Hazy uses a range of best-in-class generator models to synthesise data:
Each of these has different properties and trade offs. This means that different models work better with different data and for different use cases.
Bayesian models are one-shot learning models that use a counting approach. They discretise column distributions and build an optimal bayesian network by maximising mutual information score.
This approach allows Bayesian models to deliver very high quality results on a variety of data sets. They can also run very fast, although in some cases their time-complexity can make them unsuitable for larger data sets.
The Synthetic Data Vault (SDV) is a system that builds generative models of relational databases.
Like Bayesian models, SDV uses a traditional statistical approach and is a one-shot learning model. It works by fitting a statistical distribution for each column and modelling the dependency between columns by calculating the variance-covariance matrix.
SDV has benefits around speed and simplicity -- it's fast and easy to understand. However, it can struggle for quality and has limitations on the data values and structures it can support.
Generative adversarial networks (GANs) are one of the most important technological breakthroughs in deep learning. Initially known for their ability to generate realistic synthetic images and videos, they've increasingly been shown to be applicable to other domains, including structured data.

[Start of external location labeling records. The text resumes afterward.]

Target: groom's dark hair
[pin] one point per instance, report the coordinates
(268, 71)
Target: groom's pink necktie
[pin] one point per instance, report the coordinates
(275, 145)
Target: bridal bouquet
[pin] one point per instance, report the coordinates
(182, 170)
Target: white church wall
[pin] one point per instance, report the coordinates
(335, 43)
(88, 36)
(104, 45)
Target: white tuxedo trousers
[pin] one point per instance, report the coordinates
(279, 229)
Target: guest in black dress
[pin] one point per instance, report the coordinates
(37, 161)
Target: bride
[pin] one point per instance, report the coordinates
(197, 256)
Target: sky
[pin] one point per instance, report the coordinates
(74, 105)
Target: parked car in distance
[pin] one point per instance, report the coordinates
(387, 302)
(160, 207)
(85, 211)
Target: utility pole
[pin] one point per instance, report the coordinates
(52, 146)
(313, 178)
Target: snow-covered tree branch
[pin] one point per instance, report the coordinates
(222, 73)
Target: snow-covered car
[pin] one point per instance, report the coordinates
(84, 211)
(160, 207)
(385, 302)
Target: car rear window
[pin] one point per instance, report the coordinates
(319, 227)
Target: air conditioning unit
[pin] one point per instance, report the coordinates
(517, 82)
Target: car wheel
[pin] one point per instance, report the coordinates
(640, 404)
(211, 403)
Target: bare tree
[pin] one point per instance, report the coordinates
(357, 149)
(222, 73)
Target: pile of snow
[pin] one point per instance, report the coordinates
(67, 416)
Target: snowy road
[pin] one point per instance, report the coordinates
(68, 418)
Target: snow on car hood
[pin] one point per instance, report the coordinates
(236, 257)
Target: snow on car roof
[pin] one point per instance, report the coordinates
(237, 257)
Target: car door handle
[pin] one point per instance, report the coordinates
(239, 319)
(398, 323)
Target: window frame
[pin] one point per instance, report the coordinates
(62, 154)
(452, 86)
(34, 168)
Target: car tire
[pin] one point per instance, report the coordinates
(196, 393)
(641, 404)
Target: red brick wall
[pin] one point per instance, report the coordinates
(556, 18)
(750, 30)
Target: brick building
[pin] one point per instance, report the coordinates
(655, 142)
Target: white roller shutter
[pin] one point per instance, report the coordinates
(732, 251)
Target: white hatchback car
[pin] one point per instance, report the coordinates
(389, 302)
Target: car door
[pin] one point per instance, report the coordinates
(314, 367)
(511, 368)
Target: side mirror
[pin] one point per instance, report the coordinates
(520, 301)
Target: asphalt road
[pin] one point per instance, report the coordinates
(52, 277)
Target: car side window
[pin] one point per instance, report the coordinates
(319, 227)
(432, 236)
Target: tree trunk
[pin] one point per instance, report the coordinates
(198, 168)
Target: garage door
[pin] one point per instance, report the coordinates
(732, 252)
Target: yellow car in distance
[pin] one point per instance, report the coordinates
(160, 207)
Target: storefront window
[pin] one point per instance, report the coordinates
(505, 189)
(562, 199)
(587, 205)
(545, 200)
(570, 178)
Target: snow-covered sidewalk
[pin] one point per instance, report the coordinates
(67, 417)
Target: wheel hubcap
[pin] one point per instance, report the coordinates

GANs work by implicitly learning the probability distribution of a dataset and can then draw samples from the distribution. In many cases, they can outperform conventional statistical generative models -- both in capturing the correlation between columns and in scaling up for large datasets.
The task of selecting, configuring and optimising the right model for the data and use case is a core feature of the Hazy platform. We call it auto-tuning.
Auto-tuning sits in between data selection and training. It’s where we automatically match the best model to the data and optimise its configuration.
Once a data set has been read from a connector and the generator use case configured, Hazy iterates through the configuration and parameter space for each candidate generator model, exploring and testing for the optimum model selection and configuration.
This process allows Hazy to automatically choose, evaluate and apply the best synthetic data generation model to your data and validate this selection every time your data is read and your generator is re-trained.
Once a generator model is selected and configured, it is trained to learn the patterns and correlations in your source data. This trained model is then stored as a Hazy data generator that can be used to output representative synthetic data.
Hazy generators are re-trained on a regular basis, typically on a schedule, for example once a day, or when new data is available. See outputs for more information on using a generator.
Auto-tuning and training are compute intensive processes. Depending on the model and the data, it can take somewhere between minutes and weeks to train or re-train a generator.
The Hazy team can help you understand the trade offs and likely performance impact of specific data set + model combinations, both for first-run and auto-run usage. Where performance is a blocker, the first steps are:
- to accelerate tuning and training using a GPU
- manually bound the auto-tuning / parameter exploration process
Once trained, generators are extremely fast, with synthetic data generation typically bounded by IO rather than compute.